Todo nuestro conocimiento se basa en un continuo aprendizaje, en un rastro continuo que hay que seguir, desde que alguien dibujó —por lo que fuera— algo en el interior de una cueva, que es el paralelismo perfecto para mencionar nuestro interior, descubrir esa gruta escondida en nuestra mente, grabada y pintada con signos que alguien dejó allí y que a veces no sabemos que están en esas galerías casi inexploradas que conformar nuestra mente.
La poesía de Hierro es esa pintura, esa silueta, es ese mensaje que traspasa las hojas del libro impreso y se oculta en la mente, y que puede ser una explicación del mundo, de nosotros y de él mismo, el Hierro emocional, el Hierro musical, el Hierro alejado de ciertas etiquetas que se colocan en las esculturas para saber el título y su significado…
Hierro ha forjado su grandeza en el recuerdo que tenemos de él porque somos nosotros los que le recreamos e interpretamos a través de cada verso y poemario, los que hemos construido un nuevo evangelio, un nuevo catecismo para la reciente poesía española de posguerra y transición y de la actualidad con el Cuaderno de Nueva York.
Hierro es esa musa del septentrión, la melancolía, una nueva faceta iniciática de su particular mística entre el mar y el campo, entre la tierra y el agua.
El mito se construye en base a muchos conocimientos, todos parciales, sobre el ser extraordinario y lejano protagonista de dicho mito.
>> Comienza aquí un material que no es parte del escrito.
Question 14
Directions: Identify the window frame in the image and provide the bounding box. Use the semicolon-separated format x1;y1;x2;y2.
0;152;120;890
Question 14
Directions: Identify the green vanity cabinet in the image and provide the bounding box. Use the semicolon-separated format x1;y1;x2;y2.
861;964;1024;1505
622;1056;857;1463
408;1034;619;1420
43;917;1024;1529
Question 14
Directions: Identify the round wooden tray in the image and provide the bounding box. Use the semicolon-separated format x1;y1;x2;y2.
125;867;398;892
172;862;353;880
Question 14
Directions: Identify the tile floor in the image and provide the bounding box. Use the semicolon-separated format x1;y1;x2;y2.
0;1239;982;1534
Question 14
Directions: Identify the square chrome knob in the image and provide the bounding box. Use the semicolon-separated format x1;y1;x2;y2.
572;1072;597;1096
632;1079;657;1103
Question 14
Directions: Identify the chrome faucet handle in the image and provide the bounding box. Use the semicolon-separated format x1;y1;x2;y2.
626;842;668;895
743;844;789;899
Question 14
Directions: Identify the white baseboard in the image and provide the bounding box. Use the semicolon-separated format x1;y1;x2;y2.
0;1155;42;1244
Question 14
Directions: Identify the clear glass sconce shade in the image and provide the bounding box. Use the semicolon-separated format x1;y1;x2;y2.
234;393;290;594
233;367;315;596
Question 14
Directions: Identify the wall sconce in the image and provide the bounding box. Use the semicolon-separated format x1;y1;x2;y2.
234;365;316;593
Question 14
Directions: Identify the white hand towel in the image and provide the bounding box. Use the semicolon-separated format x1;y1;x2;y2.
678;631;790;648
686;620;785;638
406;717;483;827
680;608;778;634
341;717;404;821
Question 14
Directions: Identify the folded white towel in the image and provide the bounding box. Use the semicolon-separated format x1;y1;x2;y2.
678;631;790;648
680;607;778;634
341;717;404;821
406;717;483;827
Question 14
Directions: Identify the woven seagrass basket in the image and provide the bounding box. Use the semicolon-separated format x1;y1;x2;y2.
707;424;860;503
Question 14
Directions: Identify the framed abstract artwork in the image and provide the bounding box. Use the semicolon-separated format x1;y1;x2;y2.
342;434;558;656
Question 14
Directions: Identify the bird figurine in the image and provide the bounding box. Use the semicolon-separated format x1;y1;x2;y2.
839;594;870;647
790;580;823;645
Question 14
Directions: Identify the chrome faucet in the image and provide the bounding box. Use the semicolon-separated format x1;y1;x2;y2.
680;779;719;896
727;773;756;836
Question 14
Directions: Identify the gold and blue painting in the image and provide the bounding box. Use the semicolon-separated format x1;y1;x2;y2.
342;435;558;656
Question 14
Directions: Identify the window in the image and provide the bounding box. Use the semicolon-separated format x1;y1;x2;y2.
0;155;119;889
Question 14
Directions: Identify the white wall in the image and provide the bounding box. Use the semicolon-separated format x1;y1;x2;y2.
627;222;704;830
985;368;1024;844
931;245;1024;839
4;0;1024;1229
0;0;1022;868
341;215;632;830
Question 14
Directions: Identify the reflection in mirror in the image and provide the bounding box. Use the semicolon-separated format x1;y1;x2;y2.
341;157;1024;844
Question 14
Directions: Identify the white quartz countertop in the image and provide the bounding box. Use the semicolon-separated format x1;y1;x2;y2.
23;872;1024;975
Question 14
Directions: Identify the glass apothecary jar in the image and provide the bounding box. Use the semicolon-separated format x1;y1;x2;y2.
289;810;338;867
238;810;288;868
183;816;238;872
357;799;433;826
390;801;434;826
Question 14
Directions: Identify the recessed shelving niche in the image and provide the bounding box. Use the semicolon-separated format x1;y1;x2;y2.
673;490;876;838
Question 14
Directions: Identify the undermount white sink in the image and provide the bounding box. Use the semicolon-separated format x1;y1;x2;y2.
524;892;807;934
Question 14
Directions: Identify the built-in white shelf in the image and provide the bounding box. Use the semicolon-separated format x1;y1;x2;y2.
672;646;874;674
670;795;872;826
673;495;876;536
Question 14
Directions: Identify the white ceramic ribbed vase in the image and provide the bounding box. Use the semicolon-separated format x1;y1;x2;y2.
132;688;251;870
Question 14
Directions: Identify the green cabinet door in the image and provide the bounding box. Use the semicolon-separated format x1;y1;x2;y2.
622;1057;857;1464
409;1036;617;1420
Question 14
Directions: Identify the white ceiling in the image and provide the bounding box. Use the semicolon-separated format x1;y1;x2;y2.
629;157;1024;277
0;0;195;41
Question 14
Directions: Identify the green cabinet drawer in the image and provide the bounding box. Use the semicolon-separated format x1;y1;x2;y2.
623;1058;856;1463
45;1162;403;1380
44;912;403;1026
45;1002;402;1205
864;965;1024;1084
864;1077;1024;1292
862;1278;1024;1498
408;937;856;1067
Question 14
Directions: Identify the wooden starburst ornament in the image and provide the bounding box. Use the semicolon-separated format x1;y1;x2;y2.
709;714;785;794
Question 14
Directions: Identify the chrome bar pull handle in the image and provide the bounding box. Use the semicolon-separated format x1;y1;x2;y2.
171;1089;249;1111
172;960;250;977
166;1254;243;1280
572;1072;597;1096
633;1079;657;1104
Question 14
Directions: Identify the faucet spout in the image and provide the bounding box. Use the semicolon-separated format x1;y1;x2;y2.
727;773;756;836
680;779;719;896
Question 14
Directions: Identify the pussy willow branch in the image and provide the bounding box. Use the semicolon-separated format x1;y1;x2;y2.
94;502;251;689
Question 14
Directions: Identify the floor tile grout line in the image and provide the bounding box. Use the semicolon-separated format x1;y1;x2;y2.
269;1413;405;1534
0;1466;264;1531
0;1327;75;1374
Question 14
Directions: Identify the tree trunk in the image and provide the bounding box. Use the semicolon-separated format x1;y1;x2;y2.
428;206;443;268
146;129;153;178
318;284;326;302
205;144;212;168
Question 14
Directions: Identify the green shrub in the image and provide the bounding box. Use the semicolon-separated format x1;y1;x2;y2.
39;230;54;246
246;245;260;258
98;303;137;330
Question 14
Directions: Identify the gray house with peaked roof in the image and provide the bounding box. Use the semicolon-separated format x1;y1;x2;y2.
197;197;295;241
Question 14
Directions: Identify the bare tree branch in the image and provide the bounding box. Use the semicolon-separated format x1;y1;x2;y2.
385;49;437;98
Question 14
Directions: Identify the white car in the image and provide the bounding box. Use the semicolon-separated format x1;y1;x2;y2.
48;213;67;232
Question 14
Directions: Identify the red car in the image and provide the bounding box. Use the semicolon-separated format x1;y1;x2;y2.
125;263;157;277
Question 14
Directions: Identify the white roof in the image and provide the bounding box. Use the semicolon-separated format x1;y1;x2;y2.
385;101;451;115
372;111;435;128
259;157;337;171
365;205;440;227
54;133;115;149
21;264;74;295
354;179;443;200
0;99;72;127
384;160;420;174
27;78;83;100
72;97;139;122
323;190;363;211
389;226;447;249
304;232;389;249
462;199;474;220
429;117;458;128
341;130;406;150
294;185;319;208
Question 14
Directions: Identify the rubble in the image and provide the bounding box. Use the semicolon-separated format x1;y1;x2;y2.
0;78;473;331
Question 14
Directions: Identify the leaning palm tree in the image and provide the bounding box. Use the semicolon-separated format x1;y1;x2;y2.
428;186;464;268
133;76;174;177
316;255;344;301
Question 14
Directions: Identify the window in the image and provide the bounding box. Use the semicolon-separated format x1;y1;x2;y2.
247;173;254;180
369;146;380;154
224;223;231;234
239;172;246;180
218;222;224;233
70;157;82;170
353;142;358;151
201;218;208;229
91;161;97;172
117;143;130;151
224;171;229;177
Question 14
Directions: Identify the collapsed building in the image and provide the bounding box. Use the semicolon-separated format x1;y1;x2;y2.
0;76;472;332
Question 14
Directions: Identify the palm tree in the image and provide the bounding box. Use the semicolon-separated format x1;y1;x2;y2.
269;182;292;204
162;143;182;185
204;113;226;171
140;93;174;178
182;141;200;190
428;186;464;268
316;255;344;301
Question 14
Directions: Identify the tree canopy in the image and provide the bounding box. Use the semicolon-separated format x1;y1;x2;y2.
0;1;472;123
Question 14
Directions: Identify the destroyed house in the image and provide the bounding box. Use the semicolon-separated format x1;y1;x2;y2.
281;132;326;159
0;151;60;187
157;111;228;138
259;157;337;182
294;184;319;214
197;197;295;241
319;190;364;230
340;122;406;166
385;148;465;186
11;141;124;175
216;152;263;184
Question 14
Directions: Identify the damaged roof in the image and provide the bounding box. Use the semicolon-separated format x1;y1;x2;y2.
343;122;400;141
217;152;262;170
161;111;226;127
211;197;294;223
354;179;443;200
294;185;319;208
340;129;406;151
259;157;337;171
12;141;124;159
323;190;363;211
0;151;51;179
Ese conocimiento que va creciendo y transcendiendo, unido a la tradición oral y la fantasía, ese «yo recuerdo, el yo vi, el yo conocí» van a conformar su particular cosmología, su leyenda y su posterior explosión y expansión. ¿Vimos a Hércules y sus proezas? ¿A Ícaro y Dédalo? ¿A Prometeo dándonos el fuego, dándonos la capacidad de conocer y poseer discernimiento como seres humanos?
Hierro lo dejó claro cuando nos dio su fuego, en su Cuánto se de mí, o su Historias para muchachos…
En esta nueva pléyade a Hierro le acompañan Hidalgo, Salomón, Maruri, Rodríguez Alcalde, Cantalapiedra, Arce… De su Santander y sus libros al éxito que otros buscaban en Madrid.
Hierro es paciente. Huye de eso, pero nunca huyó de la palabra, de la música, de la verdadera amistad; es de humanidad desbordada con una extraña cercanía a nosotros.